Just as with tables, user-facing views should be secured. You can do this either explicitly, by adding privilege testing functions to the view definitions, or implicitly by building the views on tables that have already been secured. In this latter case, the views will need to be owned by a separate database role from that which owns the tables as views are processed with the access rights of their owners.
This is best explained by example. Here is an example from the demo:
create or replace view party_roles ( party_id, role_name, context_type, corp_context_id, org_context_id) as select ar.accessor_id, r.role_name, st.scope_type_name, case when ar.context_type_id = 3 then ar.context_id else null end, case when ar.context_type_id = 4 then ar.context_id else null end from veil2.accessor_roles ar inner join veil2.roles r on r.role_id = ar.role_id inner join veil2.scope_types st on st.scope_type_id = ar.context_type_id where veil2.i_have_global_priv(20) or veil2.i_have_priv_in_scope(20, 3, context_id) or veil2.i_have_priv_in_scope(20, 4, context_id);
Note that if the view is updatable you will also need to build instead-of triggers or some equivalent, that take into account update, insert and delete privileges.
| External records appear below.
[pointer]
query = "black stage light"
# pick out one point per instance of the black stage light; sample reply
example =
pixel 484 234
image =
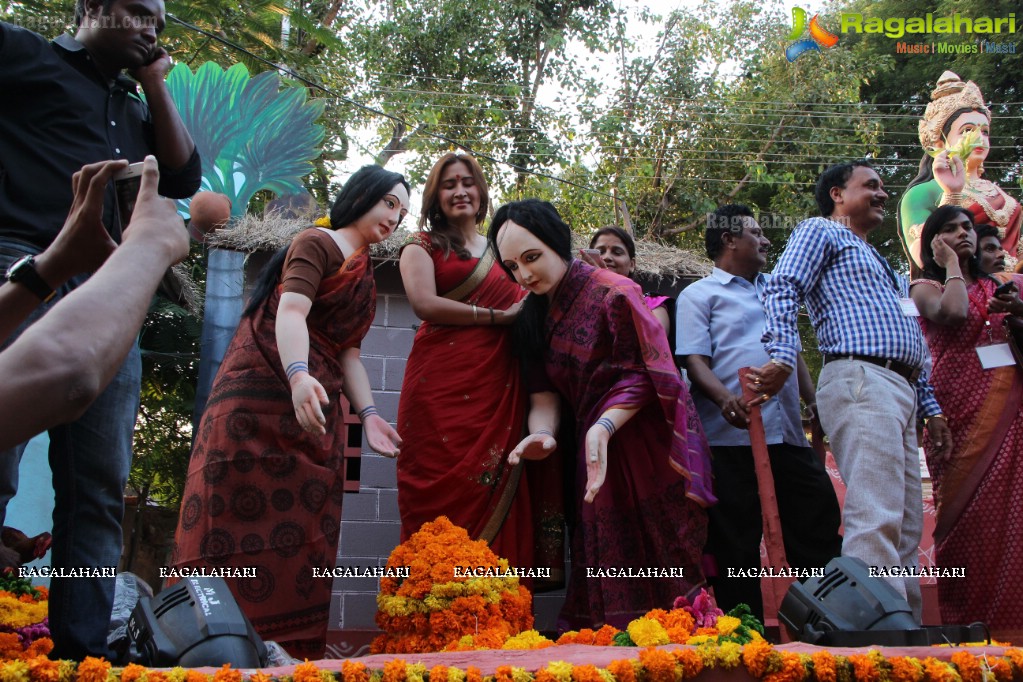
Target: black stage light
pixel 192 624
pixel 849 607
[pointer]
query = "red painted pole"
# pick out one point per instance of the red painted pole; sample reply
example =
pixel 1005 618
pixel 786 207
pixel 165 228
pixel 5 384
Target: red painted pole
pixel 768 497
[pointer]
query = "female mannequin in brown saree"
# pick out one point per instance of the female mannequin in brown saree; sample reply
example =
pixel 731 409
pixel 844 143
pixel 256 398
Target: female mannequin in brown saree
pixel 461 406
pixel 265 481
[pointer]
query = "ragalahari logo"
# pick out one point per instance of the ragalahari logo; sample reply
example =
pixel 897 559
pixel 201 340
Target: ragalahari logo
pixel 819 37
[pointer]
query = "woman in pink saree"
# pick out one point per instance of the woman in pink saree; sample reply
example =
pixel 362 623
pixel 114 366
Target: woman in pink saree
pixel 978 489
pixel 641 469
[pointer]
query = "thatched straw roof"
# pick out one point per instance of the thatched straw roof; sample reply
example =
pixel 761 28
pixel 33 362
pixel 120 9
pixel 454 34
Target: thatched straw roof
pixel 270 232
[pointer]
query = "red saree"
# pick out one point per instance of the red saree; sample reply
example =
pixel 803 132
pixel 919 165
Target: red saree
pixel 978 492
pixel 261 492
pixel 606 350
pixel 461 411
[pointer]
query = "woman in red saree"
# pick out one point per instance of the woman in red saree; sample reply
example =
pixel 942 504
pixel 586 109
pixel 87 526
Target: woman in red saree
pixel 462 407
pixel 978 489
pixel 264 487
pixel 642 468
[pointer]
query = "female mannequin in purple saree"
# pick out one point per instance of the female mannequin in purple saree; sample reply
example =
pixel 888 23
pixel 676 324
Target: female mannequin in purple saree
pixel 636 542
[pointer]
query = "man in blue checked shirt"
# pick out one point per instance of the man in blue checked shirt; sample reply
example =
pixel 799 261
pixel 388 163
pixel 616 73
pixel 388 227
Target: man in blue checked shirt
pixel 873 384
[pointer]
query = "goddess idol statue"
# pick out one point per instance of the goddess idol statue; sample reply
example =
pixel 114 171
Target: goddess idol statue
pixel 954 133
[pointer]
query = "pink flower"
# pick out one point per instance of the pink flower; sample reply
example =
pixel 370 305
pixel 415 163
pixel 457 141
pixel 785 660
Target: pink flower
pixel 703 609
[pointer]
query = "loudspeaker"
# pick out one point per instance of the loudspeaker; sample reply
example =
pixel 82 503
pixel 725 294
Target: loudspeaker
pixel 192 624
pixel 849 607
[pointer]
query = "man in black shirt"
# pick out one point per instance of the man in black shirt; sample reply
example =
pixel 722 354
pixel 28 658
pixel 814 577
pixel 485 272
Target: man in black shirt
pixel 64 104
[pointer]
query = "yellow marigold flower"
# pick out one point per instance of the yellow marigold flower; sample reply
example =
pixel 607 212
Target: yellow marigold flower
pixel 42 669
pixel 646 632
pixel 691 663
pixel 351 671
pixel 586 673
pixel 728 654
pixel 530 639
pixel 757 658
pixel 14 671
pixel 727 624
pixel 793 669
pixel 560 670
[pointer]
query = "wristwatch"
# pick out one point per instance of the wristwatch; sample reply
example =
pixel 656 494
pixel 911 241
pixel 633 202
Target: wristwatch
pixel 24 272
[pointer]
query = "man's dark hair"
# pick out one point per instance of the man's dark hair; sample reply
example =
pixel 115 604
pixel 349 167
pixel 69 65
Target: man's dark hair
pixel 726 220
pixel 80 10
pixel 836 176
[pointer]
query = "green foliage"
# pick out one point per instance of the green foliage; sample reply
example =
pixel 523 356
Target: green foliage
pixel 251 134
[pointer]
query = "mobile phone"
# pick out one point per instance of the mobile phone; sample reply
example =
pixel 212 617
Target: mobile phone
pixel 126 185
pixel 1008 287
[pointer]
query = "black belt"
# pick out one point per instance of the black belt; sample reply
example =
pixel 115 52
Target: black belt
pixel 908 372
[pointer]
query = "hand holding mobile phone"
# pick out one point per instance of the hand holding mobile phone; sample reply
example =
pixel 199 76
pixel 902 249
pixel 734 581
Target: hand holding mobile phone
pixel 126 184
pixel 1008 287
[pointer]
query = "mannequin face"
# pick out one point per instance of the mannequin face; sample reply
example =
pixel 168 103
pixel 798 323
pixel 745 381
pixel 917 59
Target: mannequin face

One wrinkle with updatable views is that they should not allow modifications of rows that they would not be allowed to see, so the select privilege must usually be explicitly tested in addition to the select, insert or update privilege.
Views do provide some interesting possibilities though. One is to use the privilege testing functions on specific columns to make access controls even more fine-grained.